Look into Brush Grubbers and read this article: http://howtoclearland.com/PDF/clear_land_all.pdf

What I'd say is grubbers won't work well on pine and the main root goes straight down so be ready to dig.


----------



## Bret4207 (May 31, 2008)

I've cleared a lot of land over the years. The fast, easy way is to have a contractor come in with a grinder of some sort. After he leaves you still have to contend with the aftermath and get the grass growing. Or you can do it the cheaper, harder way with a chainsaw and bush hog. You end up with brush piles for a couple years, but you also tend to do a better job. The easiest way is to put livestock of some kind on the land give them a couple years. You end up with a lot less to cut, but it will be larger stuff. Hogs and goats work great for this. But it's still labor intensive in the end.

There is no truly easy way to do it. Some are just faster than others.


----------



## Bret (Oct 3, 2003)

Bret4207 said:


> I've cleared a lot of land over the years. The fast, easy way is to have a contractor come in with a grinder of some sort. After he leaves you still have to contend with the aftermath and get the grass growing. Or you can do it the cheaper, harder way with a chainsaw and bush hog. You end up with brush piles for a couple years, but you also tend to do a better job. The easiest way is to put livestock of some kind on the land give them a couple years. You end up with a lot less to cut, but it will be larger stuff. Hogs and goats work great for this. But it's still labor intensive in the end.
> 
> There is no truly easy way to do it. Some are just faster than others.


I have cleared some with the paid help of a friend and his small excavator. He has a skid loadere with a homemade aligator mouth type picker-upper that made quick work of the dense areas. He could pop out some multiflora clusters and trees. I have also done mostly hand to hand combat with the chain saw and Kink Kutter mower by backing in to them to cut them off close to the ground and stacking in rabbit and burn piles. It sounds awful when the dry kanes are are going through the mower. Eye protection is required.

I have had to have someone weld cracks in the deck that I have cause by pushing into things that I shouldn't. It's what I have to work with.


----------



## Mr. Burns (Apr 7, 2013)

thanks everyone for the input. 

Seems like the easiest way to own cleared land is to buy cleared land in the first place! 

Of course, that would have cost more. The previous owners of my place were some retired college professor nature boy types. They bult a nice house out in the woods, and left everything else "completely natural". Not even a veg. garden or a fruit tree. On one hand I can appreciate that approach, but I need to coax a little produce from the land. ound:

I used a chipper because I wanted to use the chips to fill in holes here and there and paths through the woods. 

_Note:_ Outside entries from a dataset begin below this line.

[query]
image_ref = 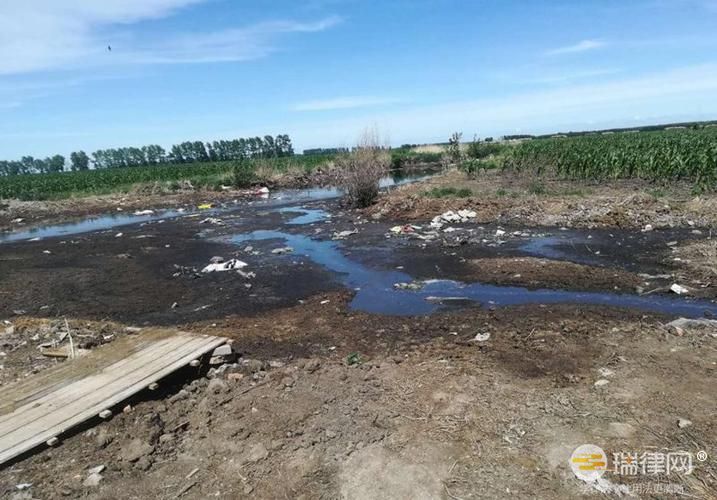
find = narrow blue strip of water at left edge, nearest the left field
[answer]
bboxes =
[0,210,183,243]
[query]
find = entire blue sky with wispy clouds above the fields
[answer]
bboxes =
[0,0,717,159]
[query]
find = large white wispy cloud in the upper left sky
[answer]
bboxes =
[0,0,340,75]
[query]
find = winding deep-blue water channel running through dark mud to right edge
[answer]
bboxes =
[231,230,717,318]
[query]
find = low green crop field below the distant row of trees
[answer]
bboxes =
[0,155,333,200]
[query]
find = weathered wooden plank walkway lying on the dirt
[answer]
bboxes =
[0,330,226,464]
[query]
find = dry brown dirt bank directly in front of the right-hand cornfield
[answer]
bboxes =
[368,171,717,229]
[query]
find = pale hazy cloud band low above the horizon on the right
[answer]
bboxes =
[269,64,717,147]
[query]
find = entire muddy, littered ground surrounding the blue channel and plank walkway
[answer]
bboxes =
[0,173,717,499]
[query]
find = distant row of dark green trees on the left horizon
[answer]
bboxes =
[0,134,294,175]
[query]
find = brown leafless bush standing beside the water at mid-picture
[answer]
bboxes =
[335,130,391,207]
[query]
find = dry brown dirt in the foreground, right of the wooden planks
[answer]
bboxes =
[0,295,717,499]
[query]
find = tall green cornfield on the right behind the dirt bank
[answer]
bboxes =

FYI - the online name of Mr. Burns is copied from the Simpsons character - the cranky old guy. Wifey says that's what I will soon be like. It never occured to that Mr. Burns should should burn the brush -ha!


----------



## maverickxxx (Jan 25, 2011)

Rent a mini excavator for a couple days u can pull everything that don't belong up easy an quick. 1500$ an acre is a lot. 1500$ u could prolly get a weeks rental for a mini ex an have change.


----------



## VTHomestead (Feb 28, 2013)

Goats


----------



## fishhead (Jul 19, 2006)

Maybe rent a bush hog to clear the fenceline. I'd use my time and energy putting up a good fence and then put the cattle and some goats in the future pasture. Then cut down the pines and any other larger trees.


----------



## plowhand (Aug 14, 2005)

I'd second clearin a fence line, one wide enough say 12'. Some folks around here hire the forest service to cut a firebreak, where the plow runs they put their fence, and have room enough to use a small tractor to keep the fence line bush hogged.

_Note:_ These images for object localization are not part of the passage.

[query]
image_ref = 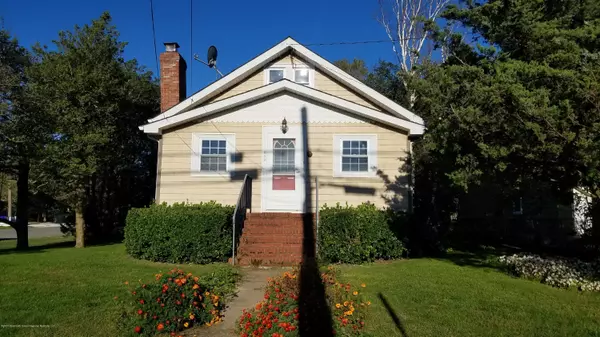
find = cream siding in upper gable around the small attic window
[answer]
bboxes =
[207,54,383,111]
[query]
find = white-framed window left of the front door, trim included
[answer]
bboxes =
[191,133,235,176]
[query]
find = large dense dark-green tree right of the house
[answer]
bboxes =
[411,0,600,237]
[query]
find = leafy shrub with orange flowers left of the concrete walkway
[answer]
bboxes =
[117,268,238,336]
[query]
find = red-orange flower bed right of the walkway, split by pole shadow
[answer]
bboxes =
[238,268,371,337]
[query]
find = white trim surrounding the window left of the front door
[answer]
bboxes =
[190,133,236,177]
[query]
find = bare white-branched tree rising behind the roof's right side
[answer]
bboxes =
[378,0,451,73]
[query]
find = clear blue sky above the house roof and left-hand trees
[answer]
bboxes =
[0,0,394,94]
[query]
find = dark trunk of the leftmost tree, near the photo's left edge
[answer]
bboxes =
[15,160,29,249]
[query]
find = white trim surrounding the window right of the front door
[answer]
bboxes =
[333,134,378,178]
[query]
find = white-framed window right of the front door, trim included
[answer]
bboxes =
[333,135,377,177]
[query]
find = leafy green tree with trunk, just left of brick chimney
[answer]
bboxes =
[28,13,158,247]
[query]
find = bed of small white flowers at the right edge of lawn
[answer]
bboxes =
[499,254,600,291]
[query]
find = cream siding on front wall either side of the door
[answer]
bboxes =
[157,122,408,212]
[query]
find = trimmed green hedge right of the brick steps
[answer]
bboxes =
[319,204,405,263]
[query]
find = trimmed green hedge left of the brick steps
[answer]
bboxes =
[125,202,234,263]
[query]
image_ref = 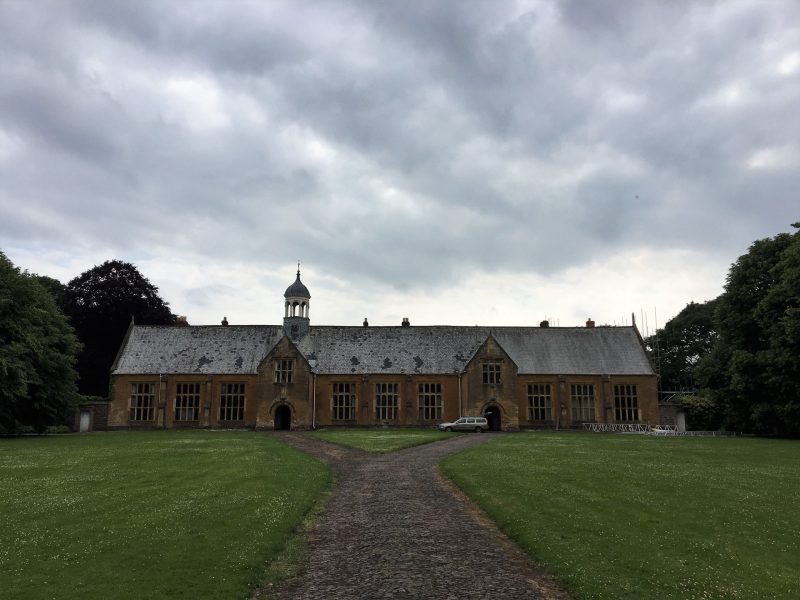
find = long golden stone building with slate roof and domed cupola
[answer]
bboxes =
[108,270,659,430]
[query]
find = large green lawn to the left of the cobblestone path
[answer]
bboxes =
[0,431,330,600]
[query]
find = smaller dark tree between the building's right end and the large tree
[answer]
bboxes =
[645,300,717,391]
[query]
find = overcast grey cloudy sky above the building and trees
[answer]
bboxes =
[0,0,800,330]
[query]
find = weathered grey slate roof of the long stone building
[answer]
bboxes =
[113,325,653,375]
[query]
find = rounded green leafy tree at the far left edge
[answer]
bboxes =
[0,252,80,433]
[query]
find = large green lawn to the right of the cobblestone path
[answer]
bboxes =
[442,433,800,600]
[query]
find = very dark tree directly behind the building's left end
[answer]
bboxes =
[63,260,175,396]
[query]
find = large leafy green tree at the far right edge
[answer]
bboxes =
[698,224,800,436]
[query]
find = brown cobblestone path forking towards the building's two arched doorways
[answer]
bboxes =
[270,432,568,599]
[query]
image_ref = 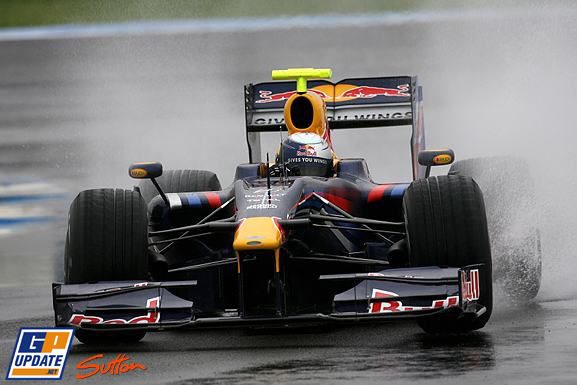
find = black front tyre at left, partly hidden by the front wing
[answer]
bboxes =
[64,189,148,344]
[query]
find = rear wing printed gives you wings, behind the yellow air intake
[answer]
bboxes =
[244,76,425,179]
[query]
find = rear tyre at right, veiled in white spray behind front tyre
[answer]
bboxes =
[449,157,542,301]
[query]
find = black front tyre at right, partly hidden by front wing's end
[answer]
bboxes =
[403,175,493,333]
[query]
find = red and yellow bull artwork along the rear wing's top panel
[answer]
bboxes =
[255,84,411,103]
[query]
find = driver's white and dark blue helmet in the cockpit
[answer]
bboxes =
[276,132,334,177]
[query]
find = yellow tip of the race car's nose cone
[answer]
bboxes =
[232,217,282,251]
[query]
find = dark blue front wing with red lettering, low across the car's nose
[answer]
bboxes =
[52,265,486,330]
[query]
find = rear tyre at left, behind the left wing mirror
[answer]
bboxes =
[138,170,221,203]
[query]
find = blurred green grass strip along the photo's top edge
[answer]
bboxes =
[0,0,552,27]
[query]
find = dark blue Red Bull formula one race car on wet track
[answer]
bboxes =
[53,69,532,343]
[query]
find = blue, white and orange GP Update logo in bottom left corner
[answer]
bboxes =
[6,328,74,380]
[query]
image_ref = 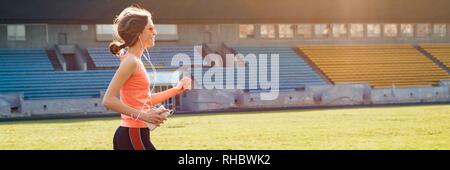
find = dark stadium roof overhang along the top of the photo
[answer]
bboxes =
[0,0,450,24]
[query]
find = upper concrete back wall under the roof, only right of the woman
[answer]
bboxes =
[168,23,450,46]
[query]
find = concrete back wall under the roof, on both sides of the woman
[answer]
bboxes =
[0,23,450,48]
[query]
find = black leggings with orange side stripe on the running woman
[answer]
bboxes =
[113,126,156,150]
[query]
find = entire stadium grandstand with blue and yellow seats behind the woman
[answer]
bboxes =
[0,0,450,117]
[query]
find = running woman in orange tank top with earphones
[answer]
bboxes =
[102,6,191,150]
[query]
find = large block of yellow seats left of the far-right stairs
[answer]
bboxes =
[298,44,450,88]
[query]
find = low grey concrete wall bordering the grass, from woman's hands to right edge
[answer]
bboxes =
[176,82,450,111]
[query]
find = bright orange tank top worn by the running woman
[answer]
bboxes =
[120,55,151,128]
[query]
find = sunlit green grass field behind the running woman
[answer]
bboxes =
[0,105,450,150]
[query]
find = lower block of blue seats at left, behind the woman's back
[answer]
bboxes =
[0,70,115,100]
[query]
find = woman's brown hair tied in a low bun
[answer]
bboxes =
[109,5,152,56]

If you fence it, goat it, the goats will clean it out and girdle all the little trees and some of the big 'uns. Then a few cows, and you'll have a park like pasture in a few years!


----------



## charged (May 7, 2012)

Shrek said:


> I cleared an acre of brush in 5 seasons using first goats, then after the barbecue a chainsaw and an old self propelled lawnmower during the second season.
> 
> The third season I used the acre for combination topsoil compost production and *rotted out the remaining stumps with wood ash under the leaves and grass.*
> 
> During the third and fourth seasons I plowed it and removed remnant roots while continuing to use it for topsoil production for a few more seasons. Now I just mow that area and use it for leaf composting.and maintaining it for topsoil production if I have one of my house building friends in the market for topsoil.


Shrek, could you elaborate more on the statement in bold. Woodash helps break down stumps?


----------